C'est à partir de la révélation du ciel que nous avons construit une civilisation, non pas sur les crânes des peuples ni par le vol des richesses, mais sur la base de la justice, du bien, de la bienveillance et de la vision de l'homme en tant qu'être humain créé par un Créateur, nous avons établi une civilisation dont la source des concepts est la révélation, et nous avons produit des sciences utiles en médecine, en astronomie, en chimie et en mathématiques, et nous avons été un phare pour l'humanité pendant plus de 13 siècles jusqu'à ce que nous faiblissions ? Oui, nous avons traversé une période de faiblesse lorsque les guerres se sont succédées sur le corps de la nation, des Tatars et des Croisés, mais nous ne sommes pas tombés ; les Mamelouks se sont alors levés, puis les Ottomans ont porté le drapeau, et le drapeau de l'Islam est resté flottant jusqu'à ce que la négligence de l'aspect intellectuel dans le port de l'Islam s'infiltre et que le fossé se creuse entre la langue arabe, qui est la langue du Coran, et ceux qui sont au pouvoir, et que la défaite intellectuelle commence à dominer la nation, et pendant ce temps, les campagnes croisées rongent le corps de la nation, alors ils ont soulevé les partis pris nauséabonds du nationalisme et du régionalisme, et la trahison européenne a continué et est apparue clairement dans Sykes-Picot, divisant le corps de la nation, et plantant en nous des dirigeants traîtres, et nous sommes passés de leaders à suiveurs, mendiant auprès de l'Occident qui ne connaît même pas le sens de l'existence, ni la valeur qu'il porte dans ses actions, si ce n'est la valeur matérielle.
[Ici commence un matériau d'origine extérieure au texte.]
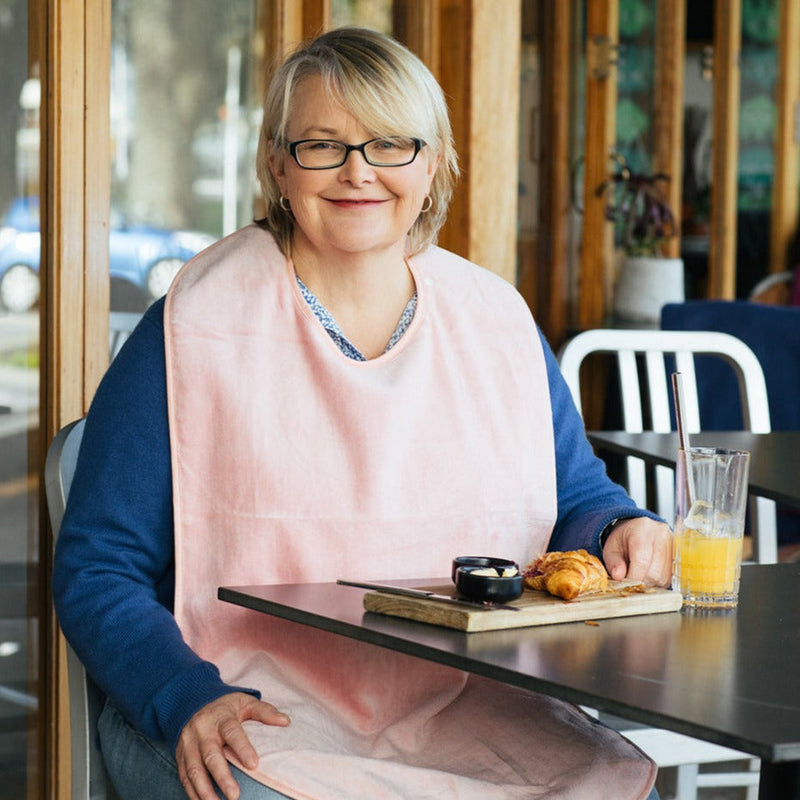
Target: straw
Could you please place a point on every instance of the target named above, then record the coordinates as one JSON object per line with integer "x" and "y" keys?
{"x": 683, "y": 434}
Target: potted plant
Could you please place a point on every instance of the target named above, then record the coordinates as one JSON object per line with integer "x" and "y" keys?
{"x": 644, "y": 222}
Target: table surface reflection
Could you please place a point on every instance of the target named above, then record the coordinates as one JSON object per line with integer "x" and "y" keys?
{"x": 773, "y": 461}
{"x": 723, "y": 676}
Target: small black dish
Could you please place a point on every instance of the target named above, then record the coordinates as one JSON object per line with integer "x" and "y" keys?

Aujourd'hui, certains ignorent leur histoire, se méprisent eux-mêmes et pensent que la dignité réside dans la soumission, et le réveil sur les tables du colonialisme, alors que notre dignité ne peut être qu'avec l'Islam, et notre gloire ne reviendra qu'avec le Califat selon la voie de la prophétie.

La promesse de Dieu arrive, ne soyons pas comme les hypocrites qui ont dit : ﴿Ce que Dieu et Son Messager nous ont promis n'est que tromperie﴾, mais disons comme les véridiques ont dit : ﴿Voilà ce que Dieu et Son Messager nous ont promis, et Dieu et Son Messager ont dit la vérité﴾, alors réveille-toi, ô nation de l'Islam, car tu es une nation de dignité, pas d'humiliation, et une nation de leadership, pas de soumission.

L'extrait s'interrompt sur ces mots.